A woman with light skin tone and curly short hair takes a selfie between two children, a girl at left and a boy at right.
Nicole Maccalla, with her kids, Seb and AJ. Their Altadena home survived the Eaton Fire but suffered serious smoke damage.
(
Courtesy Nicole Maccalla
)

Maccalla, a data scientist and member of Eaton Fire Residents United, helped guide ongoing research by scientists like Kleeman to better understand the levels of contamination after the fires.

She said this study is a warning.

“ I think in the future, we need to move a little slower in fire recovery. The goal should not be speed. The goal should be health and safety,” Maccalla said. “We rushed it, and I hope that we learn from this mistake.”
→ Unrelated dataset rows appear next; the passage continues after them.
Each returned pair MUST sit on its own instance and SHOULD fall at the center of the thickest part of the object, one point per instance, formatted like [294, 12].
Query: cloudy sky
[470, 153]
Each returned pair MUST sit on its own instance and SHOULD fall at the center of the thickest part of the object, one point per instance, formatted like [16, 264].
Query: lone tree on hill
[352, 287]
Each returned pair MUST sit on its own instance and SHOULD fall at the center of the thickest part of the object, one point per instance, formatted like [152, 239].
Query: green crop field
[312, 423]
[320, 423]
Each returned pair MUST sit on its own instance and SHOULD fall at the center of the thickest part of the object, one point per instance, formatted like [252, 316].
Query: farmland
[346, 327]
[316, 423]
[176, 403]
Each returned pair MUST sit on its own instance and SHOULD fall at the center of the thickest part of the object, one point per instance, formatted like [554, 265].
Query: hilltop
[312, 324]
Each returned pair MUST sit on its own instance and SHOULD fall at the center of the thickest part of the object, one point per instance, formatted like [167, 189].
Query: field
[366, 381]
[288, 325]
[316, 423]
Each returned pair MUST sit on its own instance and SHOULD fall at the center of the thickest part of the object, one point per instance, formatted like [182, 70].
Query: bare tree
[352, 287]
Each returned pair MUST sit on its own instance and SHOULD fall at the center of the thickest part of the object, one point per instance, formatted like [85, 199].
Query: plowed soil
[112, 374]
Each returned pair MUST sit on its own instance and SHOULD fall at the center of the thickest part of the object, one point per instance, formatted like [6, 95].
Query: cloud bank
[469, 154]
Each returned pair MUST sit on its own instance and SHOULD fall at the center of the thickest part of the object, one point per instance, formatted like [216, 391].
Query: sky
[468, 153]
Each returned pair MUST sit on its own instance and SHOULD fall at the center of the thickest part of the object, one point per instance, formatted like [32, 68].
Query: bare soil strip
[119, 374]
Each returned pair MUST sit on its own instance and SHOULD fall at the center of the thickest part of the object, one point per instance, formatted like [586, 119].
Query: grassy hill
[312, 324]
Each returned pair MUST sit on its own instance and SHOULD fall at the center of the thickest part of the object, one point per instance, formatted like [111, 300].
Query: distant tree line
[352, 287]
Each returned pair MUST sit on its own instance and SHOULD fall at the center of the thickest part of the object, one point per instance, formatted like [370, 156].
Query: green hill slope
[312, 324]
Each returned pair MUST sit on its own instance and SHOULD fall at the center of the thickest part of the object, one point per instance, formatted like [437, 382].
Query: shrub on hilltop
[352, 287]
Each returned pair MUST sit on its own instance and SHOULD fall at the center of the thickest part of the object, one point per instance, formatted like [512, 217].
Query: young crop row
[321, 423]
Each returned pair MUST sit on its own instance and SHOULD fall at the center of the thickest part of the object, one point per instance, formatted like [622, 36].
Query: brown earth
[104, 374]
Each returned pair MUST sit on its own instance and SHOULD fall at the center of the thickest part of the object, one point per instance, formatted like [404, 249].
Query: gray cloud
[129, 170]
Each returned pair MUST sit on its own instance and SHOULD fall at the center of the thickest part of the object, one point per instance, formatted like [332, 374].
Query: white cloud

She and fellow survivors see some hope in a new bill they helped inform. AB 1642, or the Wildfire Environmental Safety and Testing Act, is making its way through the California Legislature.

The bill, written by Assemblymember John Harabedian, would establish the first statewide health standards for testing and cleaning up debris in and outside standing homes, schools, businesses and other structures after a wildfire.

Maccalla urged fellow survivors worried about the results of this study to prioritize caring for their mental and physical wellbeing.

“The stress of all of this is just going to be an added component that will be another contributor to us getting sick long term,” she said. “So many of us are still in survival mode. It's time, I think, to start taking care of ourselves a little bit.”